The system in use for English is kind of complicated and was the product of a number of people who were on the project before I joined who did a lot of hand tweaking to try to produce low noise output.  I might have a summary explanation sitting in my email outbox from years ago, but either way I'd have to do some digging through email or source code to try to capture the net effect of the pipeline.

While exploring the use of CPL with other sufficiently English-like languages (e.g.
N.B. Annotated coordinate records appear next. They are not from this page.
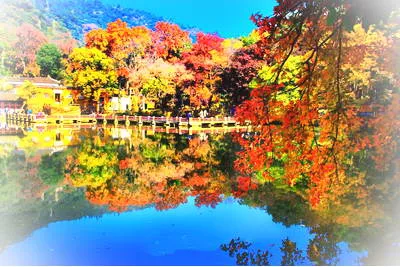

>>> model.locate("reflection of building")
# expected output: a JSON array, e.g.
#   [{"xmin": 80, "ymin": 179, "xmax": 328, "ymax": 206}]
[{"xmin": 0, "ymin": 77, "xmax": 65, "ymax": 111}]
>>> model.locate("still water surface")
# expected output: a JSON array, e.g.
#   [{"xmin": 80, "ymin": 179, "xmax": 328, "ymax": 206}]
[{"xmin": 0, "ymin": 126, "xmax": 398, "ymax": 265}]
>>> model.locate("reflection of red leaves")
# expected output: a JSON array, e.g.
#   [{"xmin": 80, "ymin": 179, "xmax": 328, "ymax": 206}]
[
  {"xmin": 237, "ymin": 176, "xmax": 257, "ymax": 192},
  {"xmin": 119, "ymin": 159, "xmax": 129, "ymax": 170}
]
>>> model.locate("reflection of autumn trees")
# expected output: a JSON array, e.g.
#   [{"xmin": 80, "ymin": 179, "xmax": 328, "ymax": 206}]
[
  {"xmin": 240, "ymin": 183, "xmax": 400, "ymax": 265},
  {"xmin": 231, "ymin": 1, "xmax": 400, "ymax": 216},
  {"xmin": 67, "ymin": 135, "xmax": 236, "ymax": 214}
]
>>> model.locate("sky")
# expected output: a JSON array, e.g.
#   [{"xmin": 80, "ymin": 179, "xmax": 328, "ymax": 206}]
[{"xmin": 102, "ymin": 0, "xmax": 276, "ymax": 38}]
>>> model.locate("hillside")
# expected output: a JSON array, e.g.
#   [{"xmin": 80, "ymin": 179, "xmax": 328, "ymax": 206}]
[{"xmin": 34, "ymin": 0, "xmax": 163, "ymax": 41}]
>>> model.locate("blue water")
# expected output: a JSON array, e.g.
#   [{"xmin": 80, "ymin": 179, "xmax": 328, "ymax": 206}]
[{"xmin": 0, "ymin": 198, "xmax": 361, "ymax": 265}]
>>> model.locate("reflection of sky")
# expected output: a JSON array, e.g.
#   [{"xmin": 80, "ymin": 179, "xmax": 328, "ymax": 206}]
[{"xmin": 0, "ymin": 199, "xmax": 364, "ymax": 265}]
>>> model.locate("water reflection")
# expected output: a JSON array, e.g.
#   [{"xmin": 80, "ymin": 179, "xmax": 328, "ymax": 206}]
[{"xmin": 0, "ymin": 126, "xmax": 399, "ymax": 265}]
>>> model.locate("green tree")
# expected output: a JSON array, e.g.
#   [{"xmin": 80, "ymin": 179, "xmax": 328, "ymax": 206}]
[
  {"xmin": 36, "ymin": 44, "xmax": 62, "ymax": 79},
  {"xmin": 66, "ymin": 47, "xmax": 118, "ymax": 104}
]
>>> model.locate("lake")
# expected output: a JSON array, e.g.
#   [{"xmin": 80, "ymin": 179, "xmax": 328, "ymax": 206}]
[{"xmin": 0, "ymin": 125, "xmax": 400, "ymax": 265}]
Spanish, Portuguese), we took a simplified approach of defining a list of POS tag regexps.  This results in somewhat noisier output, but the CPL (and NELL) of today is less sensitive to noisy input than 10 years ago, and starting out will a more recall-heavy all-pairs extraction turns out to be useful.  Then, if there are very common sorts of noise, special hand-tweaked filters can be added as needed.

So, for instance, two of the regexps for the Portuguese category matrix are:
L,/V /CN
L,/V /CN /PREP /CN
The first one means "take a sequence of nouns to the left (L) of a verb (V) followed by a common noun (CN)" and then that sequence of nouns would be the arg1 and the verb and common noun would be the pattern for a single (arg1, pattern) extraction.  The next one looks for a sequence of nouns followed by a common noun, then a prepositional phrase, then another common noun.  I believe we have it set to accept a run of up to 5 nouns in a row to count as an arg1 or arg2, but I'd have to double-check that.
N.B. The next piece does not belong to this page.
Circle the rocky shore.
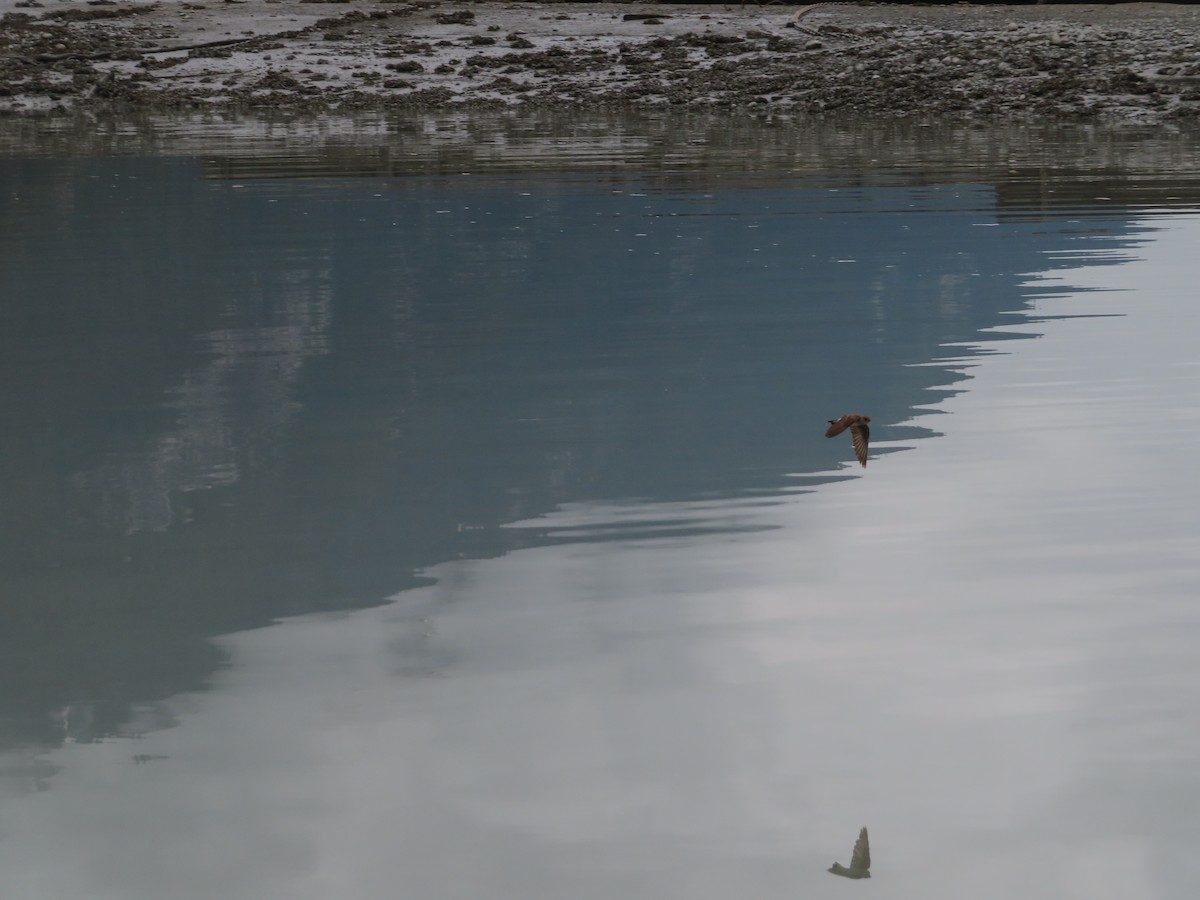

There are about a hundred of these regexps all told, and I forget where they came from, but it turns out you can get most of the good patterns in an English-like language with about a half-dozen of the most common constructions, and then you can go back by hand and look at the output from the POS tagger to find sequences of POS tags that are commonly missed to expand your set of regexps, or if you find one of your regexps is too noisy then you can remove it and replace it with a set of more specific regexps.  It's one of those things that just takes some time for somebody to sit down and fiddle with until the output looks pretty good.

Regexps for relations are similar.  Here are two very general ones, again for Portuguese.  (This tagset comes from the LX-Parser package btw):
/V /CJ   
/V /DA /CN
First one logs for a run of noun phrases to be arg1, then a verb followed by a conjunction, and then another run of noun phrases to be arg2.  The second one does the same thing, but this time the pattern should be a verb followed by a definite article followed by a common noun.
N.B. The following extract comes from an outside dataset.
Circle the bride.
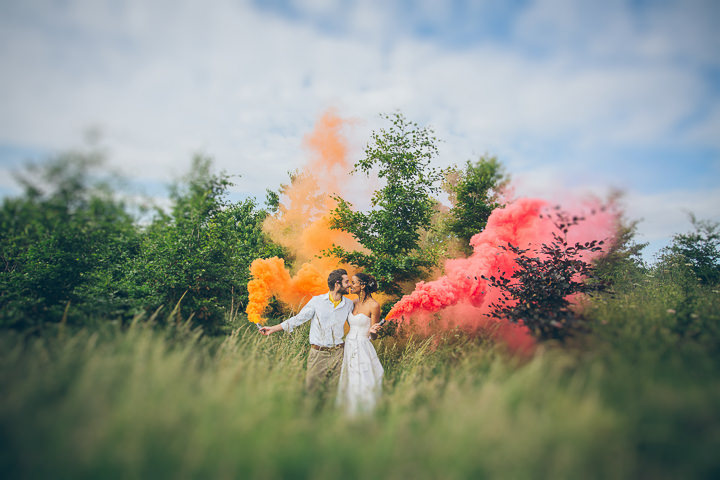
[337,273,383,416]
I'm not all that much of an NLP guy myself, and I'm drawing a blank on suggesting where to look, but there are studies out there that identify the most common constructions in various languages that might be helpful to use as a starting point if you don't want to just look at a bunch of POS-tagged sentences and try to eyeyball out a list of the 10 or 20 most common things you see, and then look at the output on another batch of sentences to see what was commonly missed and what picked up a lot of noise.